15:42Uranus et Neptune sont les plus exposés.
15:44Reléguées aux confins du système solaire,
15:46elles sont les premières à être éjectées dans de nombreuses simulations.
15:50Cette perte déclenche des perturbations gravitationnelles qui se propagent envers l'intérieur,
15:55troublant les autres planètes sur des millions d'années.
15:58Un simple décalage de 0,1% dans l'orbite de Neptune suffit à compromettre la cohérence du système.
16:04L'équilibre des forces gravitationnelles serait altéré,
16:08contraignant Jupiter et Saturne à réajuster leur position,
16:11ce qui répercuterait l'instabilité jusque dans les régions internes,
16:15menaçant l'harmonie de l'ensemble.
16:17Cela nous conduit à une question cruciale.
16:19Qu'en est-il de notre propre planète ?
16:21Dans la grande majorité des modèles simulés, la Terre demeure intacte.
16:25Toutefois, environ 0,2% des scénarios se concluent par une collision avec Vénus ou une chute dans le Soleil.
16:32Parmi les 12 000 simulations réalisées,
16:35seules 23 voient où la Terre subsistait seule en orbite.
16:38Mais ce résultat ne tient que si l'on nommait la Lune.
16:41En l'incluant, la prévisibilité du système s'effondre.
16:44Notre satellite pourrait s'écraser sur la Terre,
16:47être capturée par une étoile errante ou perturber lentement notre trajectoire au fil de millions d'années.
16:52Il convient de rappeler que ce tableau correspond à une hypothèse extrême.

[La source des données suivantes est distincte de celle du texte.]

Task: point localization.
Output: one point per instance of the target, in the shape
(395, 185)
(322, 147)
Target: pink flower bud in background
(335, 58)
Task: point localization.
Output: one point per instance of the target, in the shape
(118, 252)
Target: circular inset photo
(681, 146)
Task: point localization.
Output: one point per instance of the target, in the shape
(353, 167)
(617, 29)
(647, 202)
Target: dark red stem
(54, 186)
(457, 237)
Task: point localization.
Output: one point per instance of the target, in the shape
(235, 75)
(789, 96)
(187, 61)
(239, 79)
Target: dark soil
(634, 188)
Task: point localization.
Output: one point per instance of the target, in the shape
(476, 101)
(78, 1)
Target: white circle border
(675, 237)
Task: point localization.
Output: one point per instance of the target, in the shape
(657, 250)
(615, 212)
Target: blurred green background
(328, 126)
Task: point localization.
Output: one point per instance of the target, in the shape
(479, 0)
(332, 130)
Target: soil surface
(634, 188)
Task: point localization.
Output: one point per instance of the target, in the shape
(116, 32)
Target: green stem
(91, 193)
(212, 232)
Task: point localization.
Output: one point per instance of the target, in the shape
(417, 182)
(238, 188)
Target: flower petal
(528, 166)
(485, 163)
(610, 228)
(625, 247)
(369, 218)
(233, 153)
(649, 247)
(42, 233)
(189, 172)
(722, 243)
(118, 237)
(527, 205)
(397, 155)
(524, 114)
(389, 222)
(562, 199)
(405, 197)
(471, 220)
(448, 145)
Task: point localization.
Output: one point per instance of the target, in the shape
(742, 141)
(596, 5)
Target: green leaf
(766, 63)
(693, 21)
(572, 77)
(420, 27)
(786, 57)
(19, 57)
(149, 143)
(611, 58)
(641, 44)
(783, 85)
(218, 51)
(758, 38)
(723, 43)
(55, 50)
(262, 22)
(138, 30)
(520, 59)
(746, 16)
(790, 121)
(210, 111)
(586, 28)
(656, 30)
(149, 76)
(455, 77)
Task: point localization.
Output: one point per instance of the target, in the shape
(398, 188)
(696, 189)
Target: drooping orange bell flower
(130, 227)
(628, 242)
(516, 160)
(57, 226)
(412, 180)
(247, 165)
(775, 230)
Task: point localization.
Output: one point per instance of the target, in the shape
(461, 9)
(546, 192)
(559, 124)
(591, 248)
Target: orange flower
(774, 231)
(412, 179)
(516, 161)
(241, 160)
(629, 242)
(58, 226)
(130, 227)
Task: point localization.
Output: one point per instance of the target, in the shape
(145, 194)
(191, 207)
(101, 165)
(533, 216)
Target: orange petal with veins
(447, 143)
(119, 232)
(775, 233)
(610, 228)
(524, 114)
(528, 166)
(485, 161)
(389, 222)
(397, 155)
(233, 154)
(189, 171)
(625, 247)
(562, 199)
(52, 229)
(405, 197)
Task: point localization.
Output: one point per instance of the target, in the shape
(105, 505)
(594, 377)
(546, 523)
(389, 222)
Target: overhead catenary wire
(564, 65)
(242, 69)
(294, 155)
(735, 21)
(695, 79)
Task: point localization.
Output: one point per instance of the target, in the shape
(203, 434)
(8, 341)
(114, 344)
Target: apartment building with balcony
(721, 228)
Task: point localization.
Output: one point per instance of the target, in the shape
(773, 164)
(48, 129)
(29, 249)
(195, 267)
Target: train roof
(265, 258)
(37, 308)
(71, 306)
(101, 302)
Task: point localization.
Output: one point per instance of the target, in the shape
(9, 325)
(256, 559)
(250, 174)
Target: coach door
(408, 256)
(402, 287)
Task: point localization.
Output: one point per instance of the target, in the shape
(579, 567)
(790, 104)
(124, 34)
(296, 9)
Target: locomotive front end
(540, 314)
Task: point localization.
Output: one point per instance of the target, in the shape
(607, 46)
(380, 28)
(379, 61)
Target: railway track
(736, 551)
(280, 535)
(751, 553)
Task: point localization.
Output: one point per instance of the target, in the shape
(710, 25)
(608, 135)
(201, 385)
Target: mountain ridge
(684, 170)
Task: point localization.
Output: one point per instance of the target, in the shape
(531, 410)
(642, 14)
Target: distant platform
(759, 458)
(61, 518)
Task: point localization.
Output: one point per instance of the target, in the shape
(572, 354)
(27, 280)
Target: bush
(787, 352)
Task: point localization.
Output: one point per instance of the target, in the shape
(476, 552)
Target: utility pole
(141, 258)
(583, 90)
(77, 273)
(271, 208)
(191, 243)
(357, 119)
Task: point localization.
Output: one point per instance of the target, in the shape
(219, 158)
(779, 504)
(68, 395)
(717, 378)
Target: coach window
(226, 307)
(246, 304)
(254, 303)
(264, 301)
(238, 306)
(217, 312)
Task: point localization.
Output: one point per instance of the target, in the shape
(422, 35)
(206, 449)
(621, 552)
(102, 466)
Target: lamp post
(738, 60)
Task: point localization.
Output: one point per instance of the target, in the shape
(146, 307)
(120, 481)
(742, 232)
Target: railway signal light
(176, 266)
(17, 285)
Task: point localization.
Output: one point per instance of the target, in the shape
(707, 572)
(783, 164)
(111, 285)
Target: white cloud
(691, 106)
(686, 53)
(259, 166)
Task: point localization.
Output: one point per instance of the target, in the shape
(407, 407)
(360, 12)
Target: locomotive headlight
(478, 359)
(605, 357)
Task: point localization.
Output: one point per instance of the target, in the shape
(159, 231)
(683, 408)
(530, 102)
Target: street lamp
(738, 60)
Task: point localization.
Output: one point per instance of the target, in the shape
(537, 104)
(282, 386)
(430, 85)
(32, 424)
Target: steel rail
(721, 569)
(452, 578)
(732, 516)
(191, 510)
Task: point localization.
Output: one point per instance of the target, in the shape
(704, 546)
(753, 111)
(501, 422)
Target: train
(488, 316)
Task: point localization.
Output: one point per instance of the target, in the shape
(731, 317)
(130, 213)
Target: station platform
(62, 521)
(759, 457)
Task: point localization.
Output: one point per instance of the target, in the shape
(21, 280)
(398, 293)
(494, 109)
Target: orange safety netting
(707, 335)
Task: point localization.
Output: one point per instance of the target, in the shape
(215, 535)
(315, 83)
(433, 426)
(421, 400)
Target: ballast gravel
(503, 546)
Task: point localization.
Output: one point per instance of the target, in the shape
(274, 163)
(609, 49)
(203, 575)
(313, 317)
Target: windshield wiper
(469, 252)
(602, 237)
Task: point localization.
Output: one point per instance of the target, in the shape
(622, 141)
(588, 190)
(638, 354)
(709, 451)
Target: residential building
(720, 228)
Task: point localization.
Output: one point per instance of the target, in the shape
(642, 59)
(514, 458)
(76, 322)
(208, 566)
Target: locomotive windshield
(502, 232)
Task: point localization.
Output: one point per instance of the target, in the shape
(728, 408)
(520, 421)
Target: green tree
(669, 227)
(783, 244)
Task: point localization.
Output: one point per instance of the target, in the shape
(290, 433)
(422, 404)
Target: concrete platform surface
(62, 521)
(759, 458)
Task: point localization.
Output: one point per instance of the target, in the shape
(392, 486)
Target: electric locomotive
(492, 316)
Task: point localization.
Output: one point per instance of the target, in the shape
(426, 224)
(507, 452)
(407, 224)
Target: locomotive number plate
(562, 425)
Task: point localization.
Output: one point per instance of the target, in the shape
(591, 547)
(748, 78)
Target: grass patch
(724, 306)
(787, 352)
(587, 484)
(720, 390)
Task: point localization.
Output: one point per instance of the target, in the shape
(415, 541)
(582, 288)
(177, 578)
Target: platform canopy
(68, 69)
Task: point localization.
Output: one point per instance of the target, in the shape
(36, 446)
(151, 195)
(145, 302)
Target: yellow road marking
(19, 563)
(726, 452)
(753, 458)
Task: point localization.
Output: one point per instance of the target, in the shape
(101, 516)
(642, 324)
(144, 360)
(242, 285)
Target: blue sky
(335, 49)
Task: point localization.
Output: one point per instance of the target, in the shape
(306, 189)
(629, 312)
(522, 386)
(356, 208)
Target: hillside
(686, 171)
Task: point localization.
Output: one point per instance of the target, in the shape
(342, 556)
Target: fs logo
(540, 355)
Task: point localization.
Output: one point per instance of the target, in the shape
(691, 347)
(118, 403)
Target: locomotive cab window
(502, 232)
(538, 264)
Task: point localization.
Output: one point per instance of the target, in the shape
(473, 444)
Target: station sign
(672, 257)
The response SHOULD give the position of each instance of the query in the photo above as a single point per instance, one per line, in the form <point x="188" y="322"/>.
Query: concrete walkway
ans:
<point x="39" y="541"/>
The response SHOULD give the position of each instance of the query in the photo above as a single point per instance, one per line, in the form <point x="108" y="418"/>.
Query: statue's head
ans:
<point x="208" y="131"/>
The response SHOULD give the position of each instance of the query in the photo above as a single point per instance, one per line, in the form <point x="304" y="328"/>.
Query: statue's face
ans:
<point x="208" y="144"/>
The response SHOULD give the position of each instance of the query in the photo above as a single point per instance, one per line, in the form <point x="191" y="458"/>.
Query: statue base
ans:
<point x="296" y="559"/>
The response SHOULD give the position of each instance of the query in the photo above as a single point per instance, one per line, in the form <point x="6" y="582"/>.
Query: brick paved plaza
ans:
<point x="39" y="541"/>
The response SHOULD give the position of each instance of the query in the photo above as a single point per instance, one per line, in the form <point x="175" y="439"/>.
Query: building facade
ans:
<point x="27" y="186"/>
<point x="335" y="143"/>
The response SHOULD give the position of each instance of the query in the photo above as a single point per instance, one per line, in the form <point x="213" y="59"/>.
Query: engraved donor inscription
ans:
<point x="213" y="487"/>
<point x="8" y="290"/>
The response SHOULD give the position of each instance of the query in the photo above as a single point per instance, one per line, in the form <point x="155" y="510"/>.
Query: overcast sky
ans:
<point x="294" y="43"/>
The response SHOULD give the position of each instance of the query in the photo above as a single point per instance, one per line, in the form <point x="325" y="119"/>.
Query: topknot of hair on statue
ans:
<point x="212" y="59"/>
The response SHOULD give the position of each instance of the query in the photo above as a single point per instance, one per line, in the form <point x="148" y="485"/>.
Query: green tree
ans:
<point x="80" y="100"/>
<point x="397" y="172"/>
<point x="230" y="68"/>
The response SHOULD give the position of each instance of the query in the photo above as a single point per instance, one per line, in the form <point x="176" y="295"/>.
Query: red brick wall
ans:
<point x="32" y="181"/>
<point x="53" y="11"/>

16:56Les probabilités restent infimes, mais elles ne sont pas nulles.
17:00Cela étant posé, envisageons cette éventualité.
17:03Que se passerait-il si la Terre était projetée hors du système solaire ?
17:06Notre planète deviendrait ce que les astrophysiciens nomment une planète errante,
17:11livrée à l'espace interstellaire une fois privée de l'ancrage solaire.
17:14Sa surface gèlerait vite, avec des températures plusieurs centaines de degrés en dessous de zéro.
17:20Mais contre toute attente, la vie ne serait pas totalement éradiquée.
17:23Le noyau terrestre conserverait sa chaleur pendant des milliards d'années,
17:27entretenue par la désintégration radioactive et la chaleur résiduelle de sa formation.
17:32Cette énergie suffirait à maintenir des zones souterraines tempérées,
17:37comme c'est sans doute le cas sur des lunes glacées, telles qu'Europe ou Encelade.
17:41La vie pourrait subsister dans des cavernes profondes ou des océans enfouis.
17:46Ce ne serait plus un monde foisonnant.
17:49Mais il ne serait pas non plus tout à fait désert.
17:52Du moins, pendant un temps.
17:54Un globe froid, silencieux, isolé, vestige d'un monde jadis animé,
17:59et peut-être, quelque part dans l'immensité, une autre civilisation lèvera les yeux,
18:05distinguera une lueur bleutée dérivant dans le vide,
18:08et, intriguée, se mettra à simuler ce qui pourrait advenir si cette planète venait à frôler son propre soleil,
18:15disons à seulement 15 milliards de kilomètres, par exemple.
18:20Le système solaire regorge d'objets mystérieux venus de partout.
18:24En octobre 2017, des chercheurs d'Hawaï ont découvert un étrange objet qu'ils ont baptisé
18:31Oumuamua, signifiant un visiteur d'une terre lointaine, en hawaïen.
18:36Ou bien c'est le beuglement d'une très grosse vache.
18:38Il a suivi une orbite d'évasion, échappant littéralement à l'attraction gravitationnelle de sa planète,
18:44comme si l'on lançait une balle dans l'espace sans espoir de retour.
18:48Cela signifie que cet objet insolite provient de l'extérieur de notre système solaire.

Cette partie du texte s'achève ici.